ULTIMES TRACTATIONS SUR LES RÉGIONS

Manuel Valls a donc dû faire preuve de diplomatie lors de son intervention devant le congrès de l'Association des régions de France (ARF), vendredi à Toulouse. Le Premier ministre s'est dit déterminé à "maintenir le rythme des réformes", mais "en écoutant les élus", a-t-il assuré, tout en promettant davantage de ressources aux régions. En première ligne sur le sujet, Manuel Valls doit composer avec le mécontentement des barons locaux. Lundi, il a rencontré le président UMP de la région Alsace, Philippe Richert, qui a ensuite affirmé que le locataire de Matignon était disposé à "bouger, notamment sur l'Alsace".

Sur le dossier breton aussi, le gouvernement n'est pas à l'abri d'un coup de théâtre lors de la discussion parlementaire. Même si le ministre de la Défense, Jean-Yves Le Drian, farouche opposant à la fusion de la Bretagne avec les Pays de la Loire, semble pour l'instant avoir obtenu gain de cause.

"Tout cela se règle entre Hollande et Valls, qui négocient avec les barons", glisse ce même proche d'André Vallini. Quant à ce dernier, il tente de garder une main sur le sujet. "Heureusement, il est proche de Hollande, donc ils échangent des textos".

Pour ne rien arranger, le Sénat, qui avait rejeté la nouvelle carte des régions en juillet, a basculé à droite fin septembre. Et son nouveau président, l'UMP Gérard Larcher, a prévenu que la haute chambre n'hésiterait pas à "résister si on ne l'écoute pas". Autant dire que la discussion d'octobre s'annonce tendue.

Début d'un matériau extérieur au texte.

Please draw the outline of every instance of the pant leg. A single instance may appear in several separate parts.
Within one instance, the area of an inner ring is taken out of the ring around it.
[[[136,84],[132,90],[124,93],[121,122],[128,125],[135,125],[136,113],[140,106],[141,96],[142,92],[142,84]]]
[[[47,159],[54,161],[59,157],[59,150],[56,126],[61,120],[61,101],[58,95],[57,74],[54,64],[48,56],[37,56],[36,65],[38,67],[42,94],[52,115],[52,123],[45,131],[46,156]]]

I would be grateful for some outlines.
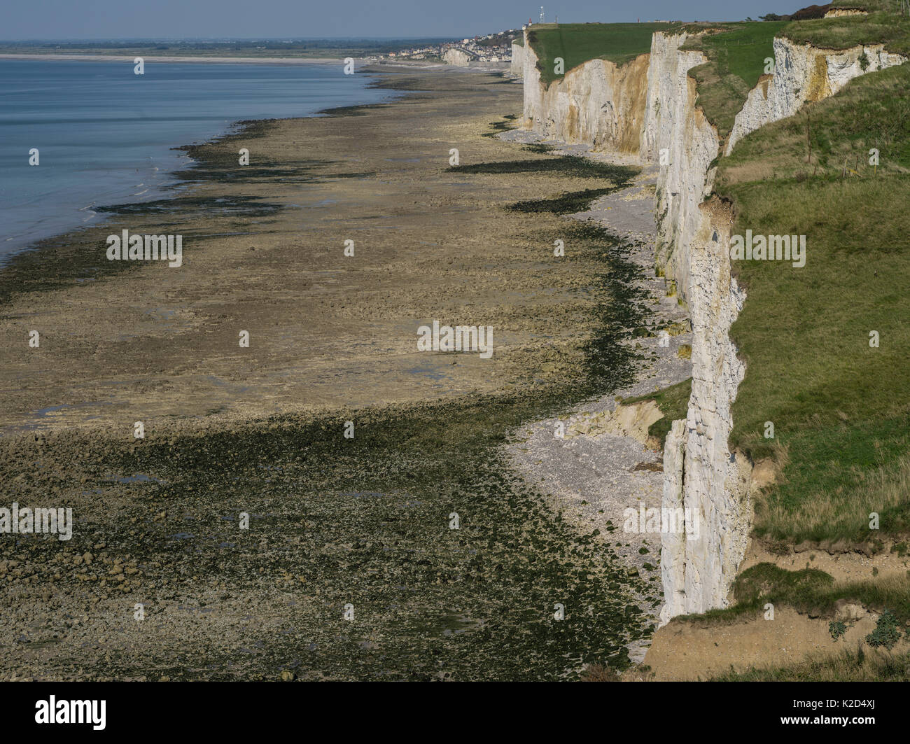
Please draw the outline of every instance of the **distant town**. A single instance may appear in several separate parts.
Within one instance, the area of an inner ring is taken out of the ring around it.
[[[472,39],[442,42],[404,48],[387,55],[368,57],[377,60],[438,59],[450,65],[470,65],[478,62],[509,62],[511,60],[511,43],[521,38],[522,28],[508,29]]]

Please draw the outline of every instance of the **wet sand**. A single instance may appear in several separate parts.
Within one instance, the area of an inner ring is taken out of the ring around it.
[[[632,174],[498,139],[497,75],[385,80],[416,92],[250,123],[0,272],[5,498],[76,522],[0,538],[0,679],[560,679],[650,634],[653,584],[502,452],[632,382],[641,268],[561,215]],[[108,261],[124,228],[183,266]],[[433,319],[492,357],[419,352]]]
[[[521,87],[477,73],[389,77],[431,92],[251,125],[191,151],[190,193],[115,207],[107,226],[5,269],[0,429],[126,435],[137,420],[155,431],[578,377],[598,267],[571,248],[553,259],[560,217],[503,206],[602,184],[448,173],[453,147],[461,165],[546,157],[482,136],[518,110]],[[183,266],[106,260],[105,239],[125,228],[181,235]],[[492,358],[419,352],[434,319],[492,326]]]

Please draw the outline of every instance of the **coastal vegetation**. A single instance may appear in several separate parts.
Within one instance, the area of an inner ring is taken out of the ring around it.
[[[717,127],[723,140],[733,128],[749,91],[774,56],[774,39],[786,21],[721,24],[705,29],[688,26],[682,49],[702,52],[708,59],[689,71],[698,85],[698,106]]]
[[[554,72],[555,60],[563,60],[569,72],[590,59],[606,59],[623,65],[651,51],[655,31],[669,31],[680,24],[542,24],[528,31],[528,42],[538,58],[541,80],[550,84],[562,77]]]

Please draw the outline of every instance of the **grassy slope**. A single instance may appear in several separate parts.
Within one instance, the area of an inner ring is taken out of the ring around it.
[[[783,35],[820,49],[846,49],[858,44],[884,44],[890,52],[910,53],[910,19],[890,13],[795,21]]]
[[[698,83],[698,105],[722,138],[733,128],[749,91],[764,72],[765,59],[774,55],[774,36],[787,25],[786,21],[722,24],[717,31],[693,36],[682,45],[708,57],[689,75]]]
[[[819,22],[822,23],[822,22]],[[873,73],[796,116],[753,132],[722,158],[716,192],[733,202],[733,234],[807,238],[803,268],[736,262],[747,300],[732,335],[746,361],[731,446],[786,454],[783,481],[756,505],[754,532],[804,540],[898,543],[910,534],[910,66]],[[807,124],[809,125],[807,130]],[[877,168],[870,147],[881,151]],[[844,161],[854,175],[843,176]],[[869,346],[878,331],[880,346]],[[775,437],[763,437],[773,421]],[[880,528],[869,528],[876,512]],[[769,564],[737,578],[725,621],[766,602],[833,617],[849,598],[910,618],[910,575],[836,584]],[[848,658],[849,657],[849,658]],[[900,679],[868,656],[751,670],[730,679]]]
[[[771,538],[910,531],[908,96],[910,68],[870,74],[812,108],[811,163],[800,115],[753,133],[720,164],[715,188],[734,203],[734,233],[807,242],[803,268],[734,266],[748,296],[733,328],[747,372],[731,444],[753,457],[789,454],[786,481],[756,514],[756,532]],[[877,174],[867,161],[876,144]],[[841,177],[844,155],[851,168],[859,158],[860,176]],[[764,438],[765,421],[774,439]],[[881,515],[877,532],[871,511]]]
[[[553,74],[553,60],[562,57],[565,72],[591,59],[608,59],[622,65],[651,51],[655,31],[678,27],[675,24],[545,24],[528,32],[528,42],[538,58],[545,85],[561,79]]]

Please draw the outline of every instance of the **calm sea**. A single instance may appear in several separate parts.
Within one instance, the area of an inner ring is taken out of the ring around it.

LES DÉPARTEMENTS DANS L'INCONNU

Mais ce serait trop simple si seules les régions posaient problème. Dans le déroulement de la réforme, les départements constituent le deuxième étage de la fusée, même si l'horizon est beaucoup plus lointain. Alors que les nouvelles régions devraient être en place dès décembre 2015, date des prochaines élections régionales, François Hollande prévoyait dans son projet initial de supprimer les conseils départementaux à l'horizon 2021.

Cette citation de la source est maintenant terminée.